As a group, therapists tend toward cultishness and sometimes subscribe fervently to a particular way of seeing the world. Personally, I remain agnostic on the question of whether EFT is a fit for every couple. In the years I’ve been practicing EFT, I’ve noticed that a history of childhood trauma often (but not always) increases the complexity of couples therapy. For adults who emerged from a childhood situation where nobody cared about their emotional experiences, and/or where they weren’t allowed to express their emotions openly, EFT can feel daunting. As my level of skill and experience with this modality has increased, I’ve become better at making EFT accessible to survivors of childhood trauma.
That said, EFT is (in the words of my supervisor) an “open” form of therapy; often, adults who were emotionally abused or neglected as kids received a thorough education in how to survive while being “closed.” This is, I think, one of the cruelest ironies of trauma: having been abused or neglected makes it harder to get access to the thing that would help the most, i.e., secure, reliable, intimate emotional connection with a trusted other.
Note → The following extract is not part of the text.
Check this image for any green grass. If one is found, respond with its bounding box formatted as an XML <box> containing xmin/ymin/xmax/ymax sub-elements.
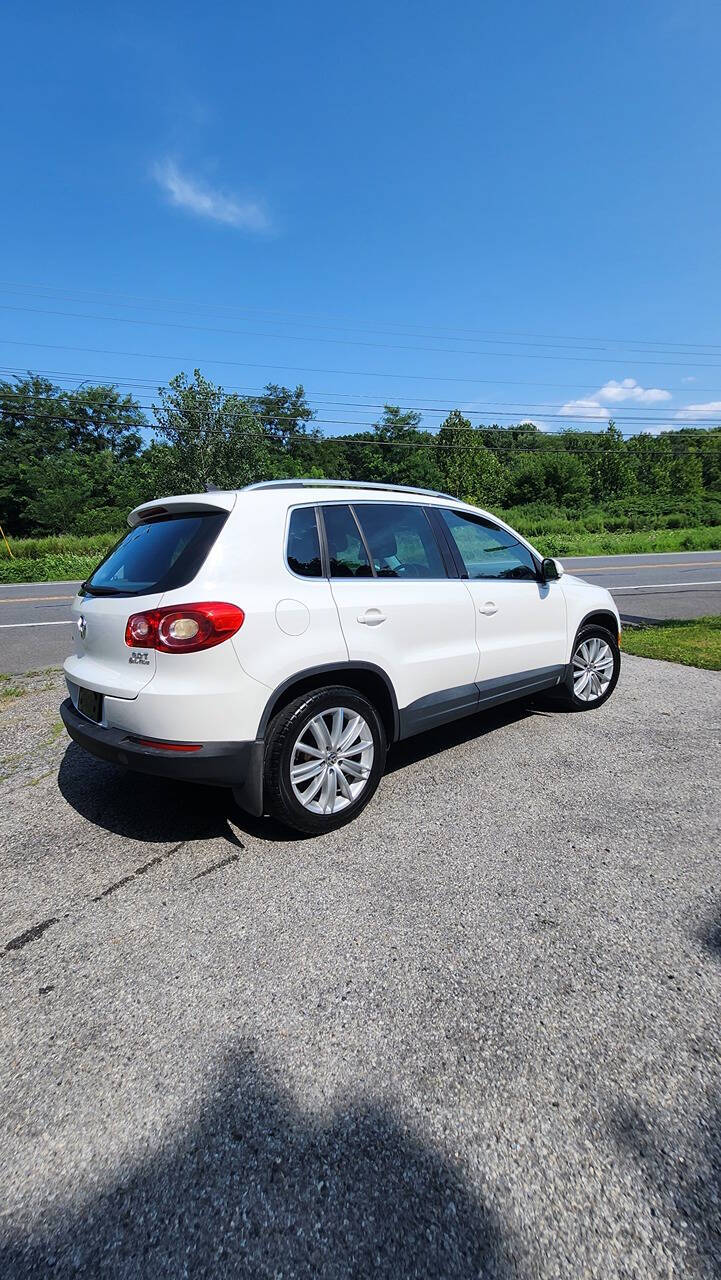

(It’s also worth noting that our society trains people assigned the gender “male” to hide and disregard their emotions; compared to women, cisgender men tend to be less attuned to their internal experiences of emotion and their external expression of it. This is connected to how misogyny and homophobia operate in society: by teaching men that emotions are “gay” or “for girls,” it diminishes guys’ abilities to participate fully in pair-bonding activities, causing them to miss out on crucial experiences for connection and healing. Fortunately, unlearning that crap is often fairly straightforward and a matter of practice. All humans are hard-wired for deep emotional connection with other humans - this is the basis of attachment theory.)
Hence, I feel optimistic about the possibility of combining EFT with the regulated use of MDMA, which works by boosting production of oxytocin (the “bonding” hormone) in the short-term, decreasing guardedness, and increasing motivation for connection as well as openness to both praise and feedback. My hope is that the Biden administration reschedules this medicine in the near future to become available by prescription, to assist individuals who need and deserve access to the healing power of secure attachment. Feel free to contact your federal elected officials (Senators and U.S. Representatives) to lobby them in favor of this policy change.
All in all, I feel glad to have achieved full certification in the practice of EFT. It puts me in the company of some of the therapists I most respect. Whatever’s going on, feeling alone makes it worse; to me, EFT offers a path forward for those who are partnered but still feel alone in some ways - but don’t want to any more.